Florence’s best-kept secret

Known by few and accessed by even fewer, the Vasari Corridor echoes with the footsteps of dukes and tyrants, and lays claim to one of Europe’s most exclusive art collections.

The Vasari Corridor is Florence’s ultimate velvet rope experience, yet few people know of its existence. A private overground passage that links the Uffizi Gallery with the Palazzo Pitti, the walkway has echoed with the footsteps of both royalty and tyrants. Hanging on its walls is one of Europe’s most exclusive art collections. And now, by special appointment, visitors can see it for themselves.

Related video: Florence’s Medici Chapel, a triumph of art over politics

Like most of Florence’s key attractions, the story of the Vasari Corridor is linked to the powerful Medici family, who rose to prominence in the 15th Century. Cosimo I de’ Medici, then the second duke of Florence, purchased the Palazzo Pitti in 1549, and up until the completion of Versailles in Paris in the early 18th Century, Palazzo Pitti was considered the most opulent palace in Europe.

There was just one problem for the Medici family: to travel from their new home to both the Uffizi administration offices where Cosimo worked and the Palazzo Vecchio, their previous home, the Medici had to cross the Ponte Vecchio, Florence’s main pedestrian bridge above the Arno River. Today tourists encounter a gauntlet of flashy jewellery shops, but back then the bridge was occupied with butchers and tanners who needed to be close to the river for their businesses.

Medici’s solution was bold. He would simply build an overground passageway above one side of the Ponte Vecchio, reaching from the Palazzo Pitti to the Uffizi offices.

His motives for the corridor were twofold. Designed by Giorgio Vasari in 1564 and spanning a length of 1.2km, officially the passageway was created for the celebration of the Duke’s son’s marriage, but Cosimo was also a powerful man who craved privacy and feared assassination. A section of the corridor passes through the upper balcony of the church of Santa Felicita, which allowed the Medici family to attend mass without having to mingle with commoners or potential murderers.

Most importantly, the corridor was a private passageway that was built on public space, and pushed the limits of his power. Despite his immense political and financial power, some pushed back on the construction. The Mannelli family refused to have their small tower, the Tower dei Mannelli, demolished to make way for the passageway, and instead the corridor had to sweep awkwardly around it.

However, the corridor would be nothing without the treasures that lie inside it.

The passage is home to one of the world’s most important collections of artist’s self-portraits. More than 1,000 paintings from the 16th Century to modern day grace the walls, from artists such as Diego Velázquez, Marc Chagall, Peter Paul Rubens and Rembrandt van Rijn. The collection was added to by subsequent generations of Medici, and artists have been known to donate portraits as well.

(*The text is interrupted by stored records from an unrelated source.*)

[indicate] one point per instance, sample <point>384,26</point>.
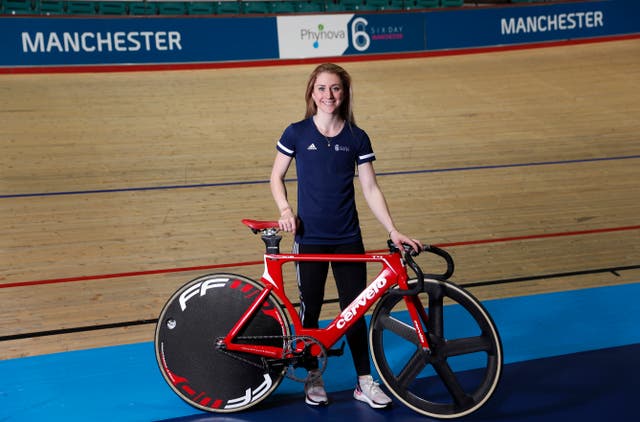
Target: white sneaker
<point>369,392</point>
<point>315,394</point>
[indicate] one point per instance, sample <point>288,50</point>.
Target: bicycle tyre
<point>195,316</point>
<point>463,368</point>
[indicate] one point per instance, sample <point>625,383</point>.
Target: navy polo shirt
<point>325,170</point>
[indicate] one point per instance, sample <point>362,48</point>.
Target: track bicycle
<point>224,342</point>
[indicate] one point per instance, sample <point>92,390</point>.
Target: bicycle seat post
<point>271,240</point>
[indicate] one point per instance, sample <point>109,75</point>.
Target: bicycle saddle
<point>256,225</point>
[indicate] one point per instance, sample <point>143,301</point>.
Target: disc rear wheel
<point>198,314</point>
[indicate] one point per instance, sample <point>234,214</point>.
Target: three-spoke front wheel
<point>460,370</point>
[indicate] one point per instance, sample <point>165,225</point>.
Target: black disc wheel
<point>199,313</point>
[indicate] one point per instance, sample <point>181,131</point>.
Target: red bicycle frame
<point>393,272</point>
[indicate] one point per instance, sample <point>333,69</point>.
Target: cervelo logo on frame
<point>313,35</point>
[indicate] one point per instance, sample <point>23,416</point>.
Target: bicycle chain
<point>264,366</point>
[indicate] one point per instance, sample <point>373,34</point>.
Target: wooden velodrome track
<point>524,163</point>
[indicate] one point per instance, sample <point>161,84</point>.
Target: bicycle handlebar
<point>270,228</point>
<point>409,253</point>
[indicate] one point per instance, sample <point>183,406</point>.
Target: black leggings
<point>351,280</point>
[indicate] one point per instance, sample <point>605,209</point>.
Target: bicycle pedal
<point>336,352</point>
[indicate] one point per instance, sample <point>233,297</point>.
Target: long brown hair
<point>346,109</point>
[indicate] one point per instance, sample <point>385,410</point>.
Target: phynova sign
<point>313,35</point>
<point>346,34</point>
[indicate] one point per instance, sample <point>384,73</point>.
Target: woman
<point>327,146</point>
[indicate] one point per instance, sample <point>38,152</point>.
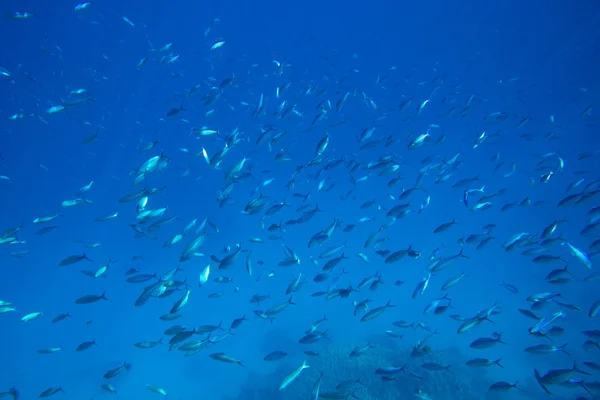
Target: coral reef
<point>458,383</point>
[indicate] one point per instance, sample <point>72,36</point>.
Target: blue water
<point>535,61</point>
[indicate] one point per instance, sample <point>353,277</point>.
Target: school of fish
<point>337,210</point>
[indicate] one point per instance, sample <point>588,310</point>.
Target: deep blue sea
<point>270,134</point>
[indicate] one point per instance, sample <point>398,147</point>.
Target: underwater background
<point>438,159</point>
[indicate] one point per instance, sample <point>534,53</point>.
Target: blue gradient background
<point>550,48</point>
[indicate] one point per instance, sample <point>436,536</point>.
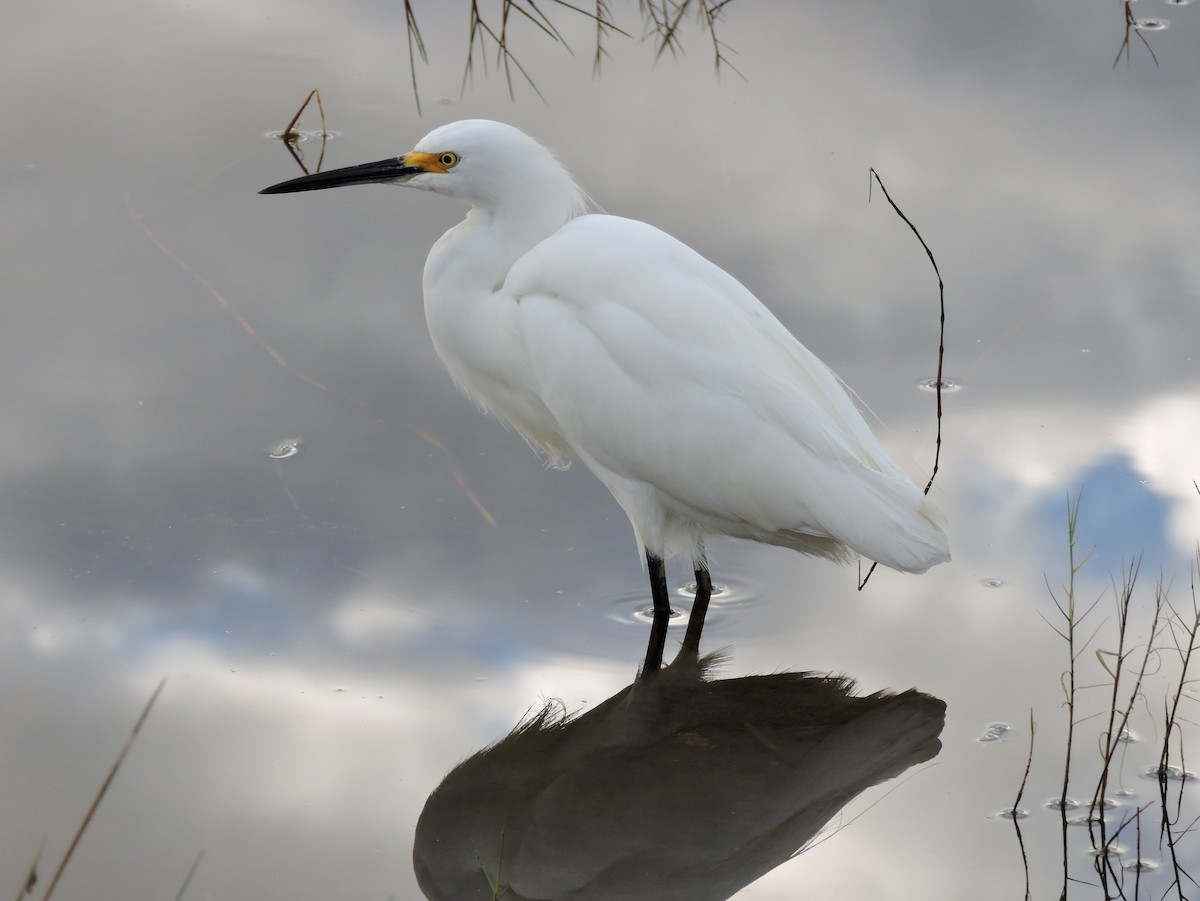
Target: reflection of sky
<point>341,626</point>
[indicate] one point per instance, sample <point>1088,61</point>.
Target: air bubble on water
<point>995,731</point>
<point>285,449</point>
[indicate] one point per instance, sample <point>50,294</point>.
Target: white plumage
<point>606,340</point>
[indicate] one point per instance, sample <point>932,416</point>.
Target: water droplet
<point>1171,774</point>
<point>689,590</point>
<point>1062,804</point>
<point>1013,814</point>
<point>995,731</point>
<point>931,385</point>
<point>285,449</point>
<point>1140,866</point>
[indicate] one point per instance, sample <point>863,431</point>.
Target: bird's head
<point>484,162</point>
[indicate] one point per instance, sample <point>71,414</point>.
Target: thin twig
<point>100,794</point>
<point>1017,806</point>
<point>941,341</point>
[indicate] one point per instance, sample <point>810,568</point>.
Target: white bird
<point>605,340</point>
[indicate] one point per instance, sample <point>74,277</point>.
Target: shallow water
<point>233,460</point>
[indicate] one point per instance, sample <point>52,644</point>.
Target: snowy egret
<point>606,340</point>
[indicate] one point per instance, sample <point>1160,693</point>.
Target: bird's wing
<point>666,371</point>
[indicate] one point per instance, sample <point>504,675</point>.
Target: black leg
<point>661,614</point>
<point>699,608</point>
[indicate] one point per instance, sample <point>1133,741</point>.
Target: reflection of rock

The Vasari Corridor is closed to the general public, so gaining access involves some pre-planning. The Uffizi Gallery oversees the passage and it can only be visited on small group tours offered by private operators such as Context Travel. Tours take around two hours, entering the corridor via the Uffizi Gallery and exiting by a discrete door near the grotto in the Pitti Palace’s opulent Boboli Gardens. No photos are allowed and groups are escorted by Uffizi staff.

For most visitors, the only disappointment is the limited amount of time allowed in the corridor (the Uffizi limits each group’s time in the corridor to one hour; the rest of the tour is spent batting through the Uffizi’s crowds to the entryway. You could stroll the corridor for hours trying to soak up the atmosphere and appreciate the artwork, but the paintings are hung so densely, many masterpieces are not even acknowledged, or afforded only a glimpse.

However, a guided tour offers critical insight into the importance of the collection. While most international curators often arrange their collections according to style, artist, medium or location, the collection of art in the Vasari corridor is unique in that it hangs chronologically, often in the same spot where various members of the Medici family had originally displayed it. Some self-portraits – such as one portrait where the artists is painting himself in a mirror – reveal an eccentric flair not typically seen in 16th- and 17th-century portraiture, while others make significant statements about gender and allow insights into artistic identity. For example, there were very few women painters at the time, and many of the self-portraits have more humour or cheekiness than was often displayed in works of the period. I.

Additionally, the centuries-old portraits have also watched over some of the most historic events of the 20th Century. On the evening of 26 May 1993, a car packed with explosives detonated near the Vasari Corridor. Five people died, many more were injured and sections of the passageway were heavily damaged in what was believed to be a Mafia attack.

In the 1940s, Mussolini had the windows in the centre of corridor (the section that lies over the Ponte Vecchio) widened to impress his guest, Adolf Hitler. Rumour, myth and innuendo have it that Hitler was so impressed by both the view down the Arno and the collection of art that it was the only bridge not blown up by German troops as they retreated during World War II.

Standing by the widened windows taking in the classic Tuscan view, it is interesting to see the crowds furiously snapping their own digital self-portraits on the street below. All the while unaware of the priceless collection of self-portraits directly above them.